Une expédition punitive.
Des agresseurs transformés en « agressés ».
Et des agressés sommés de faire leur autocritique.
Comment appelle-t-on ça déjà ?
Personne n’ose le penser à pleine voix, on le susurre à peine puis on se rétracte, pour ne pas envenimer la situation : « Ce serait pas un peu facho quand même ? » A Saint-Imier comme ailleurs depuis dix ans on se demande comment qualifier de tels agissements et comment y répondre. La réponse à la deuxième question découlant de la première. Ces collectifs sont si bêtes et butés, fonctionnant par mots-clés et mots d’ordre, jouant du chantage à l’agression à la première contradiction, qu’on n’imagine pas que des arguments rationnels développés au-delà d’un touitte d’indignation puissent suffire.
Plutôt qu’un festival des oppressions, je vois une foire aux ressentis. Chacun son ressenti, hein, son petit ressenti à soi, minuscule et inintéressant, mais qu’on expose partout et au nom duquel on réclame de la visibilité, de l’écoute et des droits. Un atelier « Reclaim emotions » n’exploret-il pas
« la signification politique des émotions et comment elles soutiennent notre militantisme, notre résilience collective et personnelle. [...] Devenir alphabétisé émotionnellement nous permet de développer des stratégies de transformation et des pratiques critiques d’auto-soins afin de prévenir le burn out militant et de construire des structures régénératrices. »
Bienveillance et « intersectionnalité » (encore un concept américain ), ainsi s’écrit le nouveau programme politique de la gauche : écoute, empathie, tolérance, réconfort... pour les minorités, les victimes, les exclus, les pauvres, les dominés, et pourquoi pas les animaux non-humains si vous avez des « valeurs » écolos. Et pourquoi pas les robots, les Intelligences Artificielles et les cyborgs, si vous avez des valeurs transhumanistes.
Cette bouillie niaise et toxique a été si bien répandue contre les idées d’émancipation, qu’il paraît désormais impossible à beaucoup de faire de la politique autrement qu’à partir de « récits minoritaires » et de leurs « savoirs situés », entassés en brinquebalantes « oppressions systémiques ».

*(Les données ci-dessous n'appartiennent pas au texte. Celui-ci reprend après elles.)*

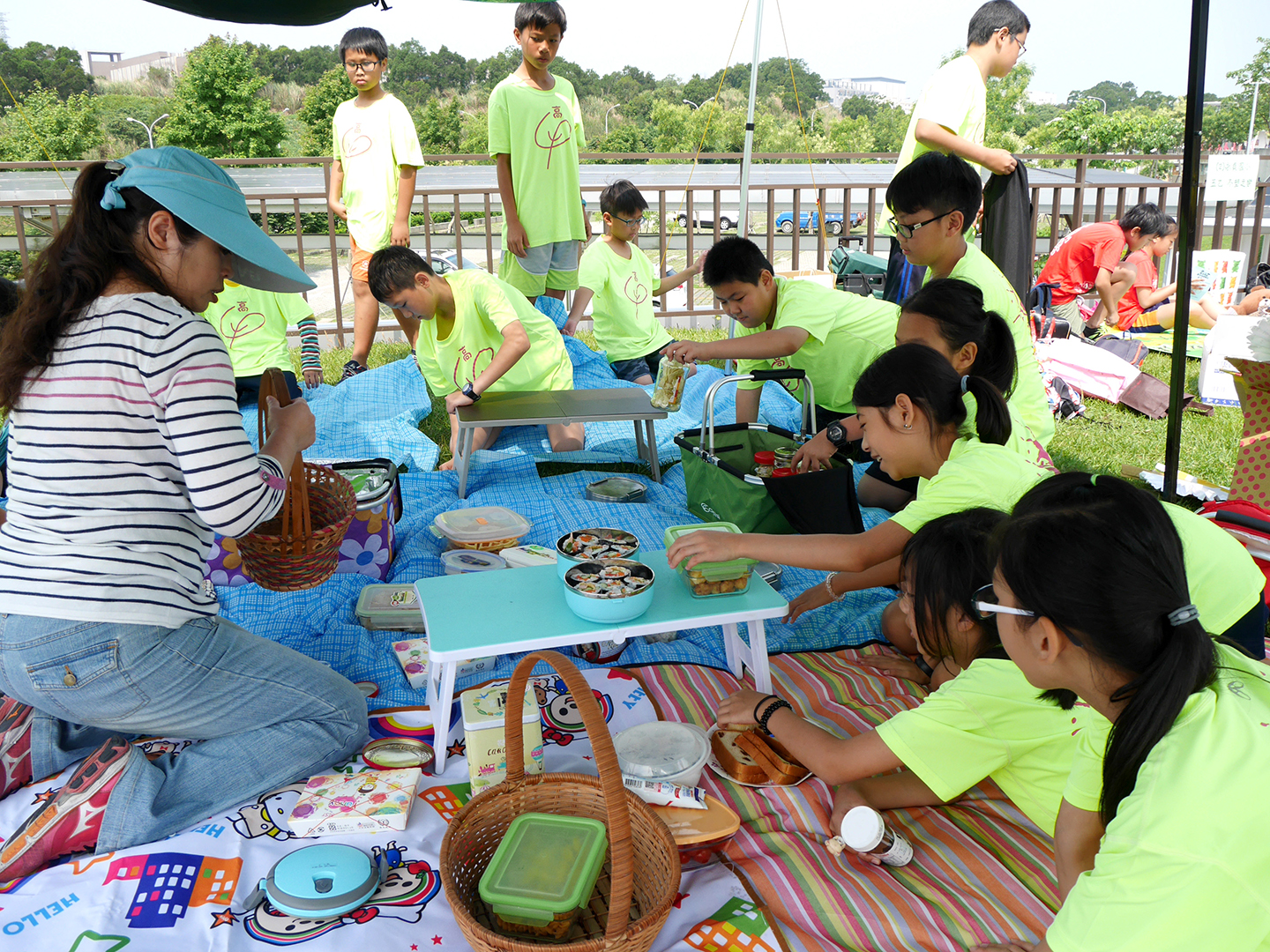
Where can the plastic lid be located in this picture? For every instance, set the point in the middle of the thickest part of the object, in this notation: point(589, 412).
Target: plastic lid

Quoi qu’on pense de chacune des personne annulées, elles ne représentent ni l’État technocratique, ni l’industrie du nucléaire, ni aucun des groupes de pression liés à la destruction des conditions de vie sur terre. Une partie du problème se trouve dans la confusion entre conflit (politique) et agression (personnelle), entre la critique des idées et la violence aux personnes. Faites passer votre contradicteur pour un agresseur, le voilà qui disparaît avec sa contradiction. Exemple. De façon systématique, et comme à Saint-Imier, la critique de l’idéologie, des figures, des mouvements et des États islamistes est travestie en discrimination contre les musulmans eux-mêmes (« islamophobie »). Sinon en « racisme » - comme s’il existait une « race musulmane ».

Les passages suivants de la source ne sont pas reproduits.